番外 ここまでは頑張りました
曰く、ビアンカがそんなことを考える必要はないということだそうだ。
急に口づけされて何が何やら分からない内にそれだけは頷かされて、身体から力が抜けてその場に座り込んでしまいそうだったビアンカはデューベルハイトに抱き上げられてその後の図書館散策を行うこととなった。
「あーでは、私は少しあちらの方にでも消えますねー」
フリッツが出ていった。
残されたのはビアンカとデューベルハイト。ビアンカがデューベルハイトの手により腰を下ろしたのは手触りの良い紅色の布張りのソファー。場所はビアンカの部屋でもなくデューベルハイトの私室や執務室でもなく、図書館の中の明らかに特別な一室だった。
事のはじまりはさっき出ていったばかりのフリッツによる発言、「そういえばお姫様、ここにゆっくり本が読める部屋があることを知っています?」から始まり「知らないんですか? じゃあついでに今日行っておいたらどうですか、陛下も今日は時間がありますからそこで休憩すればいいんじゃないですかね」で終わり、今に至る。
部屋のあちこちをさりげなく見て推測するに、王族専用とかそういう類いの部屋だと思われる。ゆっくり誰の目も気にせずに本を読めるようにということだろう。
大量の本に囲まれ、他の吸血鬼が静かにではあれど歩く図書館の中とは異なった落ち着いた空間。
そうではあるのだが、ビアンカがこの状態で本を読めるかと言えば別の話になる。
本を選ぶことにも付き合ってくれていたデューベルハイトの気にせずに読めとの言葉にフリッツが積んで置いていった本のうち一冊を手に取ったはいいが――視線を感じる。
隣、膝には乗せはしなかったビアンカの亜麻色の髪を指で弄び、見つめる視線。
言わずもがなデューベルハイトしかおらず、突然口づけされてからこちら気のせいでなければどことなく雰囲気が濃厚と表現すれば正しいのか、笑みが深い。機嫌が良いと表すことが出来そうな笑みは良しとしても、赤い瞳と目が合うとビアンカが反射的に逸らしたくなるけれど逸らすことができないほど熱い。ビアンカの知らないときに何か起こったのかと思う。
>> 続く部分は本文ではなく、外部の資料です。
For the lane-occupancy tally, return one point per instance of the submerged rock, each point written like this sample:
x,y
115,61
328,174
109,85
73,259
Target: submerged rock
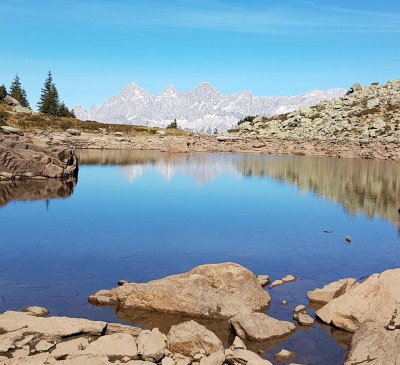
x,y
330,291
240,357
211,291
190,338
284,355
373,344
260,327
374,300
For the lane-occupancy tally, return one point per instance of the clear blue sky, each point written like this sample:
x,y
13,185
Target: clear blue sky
x,y
268,47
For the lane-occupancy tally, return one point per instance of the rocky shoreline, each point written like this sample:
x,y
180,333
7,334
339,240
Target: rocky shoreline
x,y
369,309
22,158
379,150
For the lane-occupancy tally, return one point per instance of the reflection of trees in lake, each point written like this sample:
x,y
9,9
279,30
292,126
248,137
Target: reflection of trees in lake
x,y
371,187
27,190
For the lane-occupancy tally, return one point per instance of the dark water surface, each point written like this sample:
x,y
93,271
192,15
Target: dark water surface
x,y
144,215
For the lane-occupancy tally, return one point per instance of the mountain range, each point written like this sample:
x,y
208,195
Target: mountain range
x,y
203,109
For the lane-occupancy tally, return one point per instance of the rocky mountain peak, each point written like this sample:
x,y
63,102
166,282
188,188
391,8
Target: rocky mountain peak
x,y
203,109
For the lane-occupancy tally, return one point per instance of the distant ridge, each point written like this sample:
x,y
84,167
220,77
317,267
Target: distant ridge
x,y
203,109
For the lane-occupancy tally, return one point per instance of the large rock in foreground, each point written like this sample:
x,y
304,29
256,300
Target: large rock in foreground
x,y
190,338
20,158
211,291
375,300
260,327
330,291
373,344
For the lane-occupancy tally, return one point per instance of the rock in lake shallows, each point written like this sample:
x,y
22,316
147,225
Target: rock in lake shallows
x,y
210,291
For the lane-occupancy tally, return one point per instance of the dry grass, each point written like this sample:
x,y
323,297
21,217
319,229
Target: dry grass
x,y
30,122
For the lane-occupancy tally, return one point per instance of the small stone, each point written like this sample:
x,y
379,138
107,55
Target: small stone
x,y
12,130
303,319
276,283
36,311
216,358
300,308
289,278
151,345
167,361
43,346
238,344
263,280
284,355
73,132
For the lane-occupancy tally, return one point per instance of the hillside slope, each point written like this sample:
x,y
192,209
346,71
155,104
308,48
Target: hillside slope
x,y
363,114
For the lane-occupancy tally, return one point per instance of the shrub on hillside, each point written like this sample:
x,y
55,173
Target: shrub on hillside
x,y
173,125
248,118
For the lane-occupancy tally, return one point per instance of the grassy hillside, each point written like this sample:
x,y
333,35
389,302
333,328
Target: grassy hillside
x,y
29,122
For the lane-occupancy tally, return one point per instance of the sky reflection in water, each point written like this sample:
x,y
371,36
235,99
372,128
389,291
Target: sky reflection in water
x,y
159,214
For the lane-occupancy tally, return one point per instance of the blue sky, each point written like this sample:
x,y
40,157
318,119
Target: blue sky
x,y
268,47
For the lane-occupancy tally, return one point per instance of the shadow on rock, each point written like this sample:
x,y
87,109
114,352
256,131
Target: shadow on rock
x,y
28,190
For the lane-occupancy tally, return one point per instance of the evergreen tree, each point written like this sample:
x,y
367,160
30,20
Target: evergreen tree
x,y
49,102
173,125
18,93
3,92
63,111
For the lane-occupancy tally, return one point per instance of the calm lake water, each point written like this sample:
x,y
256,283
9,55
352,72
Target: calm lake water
x,y
144,215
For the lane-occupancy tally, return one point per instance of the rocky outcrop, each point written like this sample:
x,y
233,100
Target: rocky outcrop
x,y
363,114
20,158
190,338
260,327
374,300
330,291
212,291
28,339
373,344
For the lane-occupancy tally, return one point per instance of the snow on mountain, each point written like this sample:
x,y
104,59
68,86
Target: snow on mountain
x,y
204,109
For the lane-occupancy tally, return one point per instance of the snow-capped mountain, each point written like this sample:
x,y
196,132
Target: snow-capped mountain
x,y
204,109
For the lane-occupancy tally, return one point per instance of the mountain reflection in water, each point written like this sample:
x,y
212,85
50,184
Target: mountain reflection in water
x,y
360,186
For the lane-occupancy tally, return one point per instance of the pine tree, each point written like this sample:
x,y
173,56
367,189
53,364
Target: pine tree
x,y
173,125
3,92
18,93
49,102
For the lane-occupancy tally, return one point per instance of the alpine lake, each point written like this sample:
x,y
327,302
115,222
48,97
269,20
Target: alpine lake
x,y
141,216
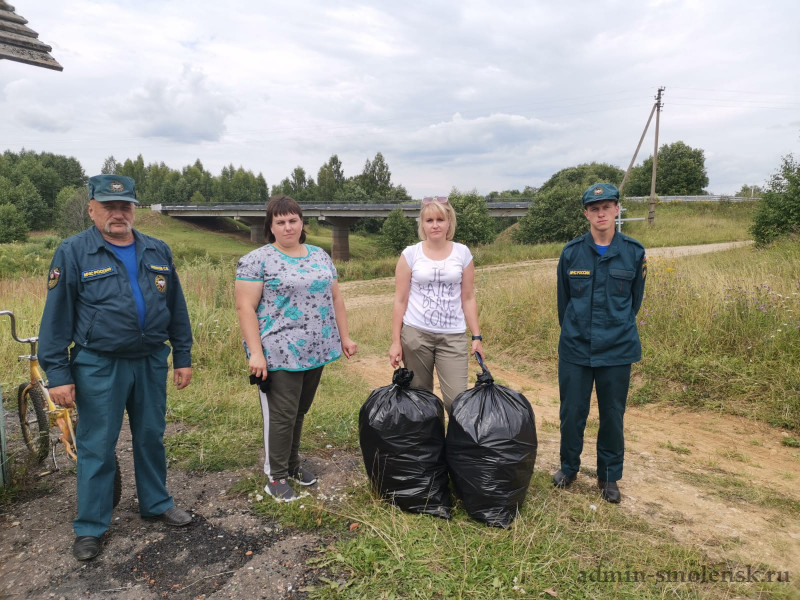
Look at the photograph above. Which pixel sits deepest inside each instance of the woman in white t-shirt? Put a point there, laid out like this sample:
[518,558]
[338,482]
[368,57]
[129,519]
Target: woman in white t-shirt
[434,302]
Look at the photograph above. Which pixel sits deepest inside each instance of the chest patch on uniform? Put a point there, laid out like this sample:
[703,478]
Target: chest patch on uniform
[53,278]
[97,273]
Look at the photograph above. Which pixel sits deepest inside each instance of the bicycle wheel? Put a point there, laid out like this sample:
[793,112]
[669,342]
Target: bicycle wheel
[34,420]
[117,482]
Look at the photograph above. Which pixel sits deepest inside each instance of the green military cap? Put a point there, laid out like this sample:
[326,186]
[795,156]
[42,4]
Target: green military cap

ビアンカの頬もそれだけで熱くなる始末で、本に意識を持っていこうとするあまり本を持つ手に力が入る。
とにかく自身は本を手に取る様子もなかったデューベルハイトは手持ちぶさたなのかビアンカに触れてばかりいる。
デューベルハイトはせっかくの休憩のはずなのに。
休憩。
ビアンカははっとした。
「あ、あの」
「何だ」
呼びかけてから、思考する。
そういえば何かをしようとか考えなくてもいいと言われたばかりなのだった、と遅れて思い出したからだ。
それでもビアンカがとっさに言いはじめてしまったのはすんなりと受け入れられることではなく引っかかっているからで……デューベルハイトを見ると、デューベルハイトは促すように僅かに首を傾けた。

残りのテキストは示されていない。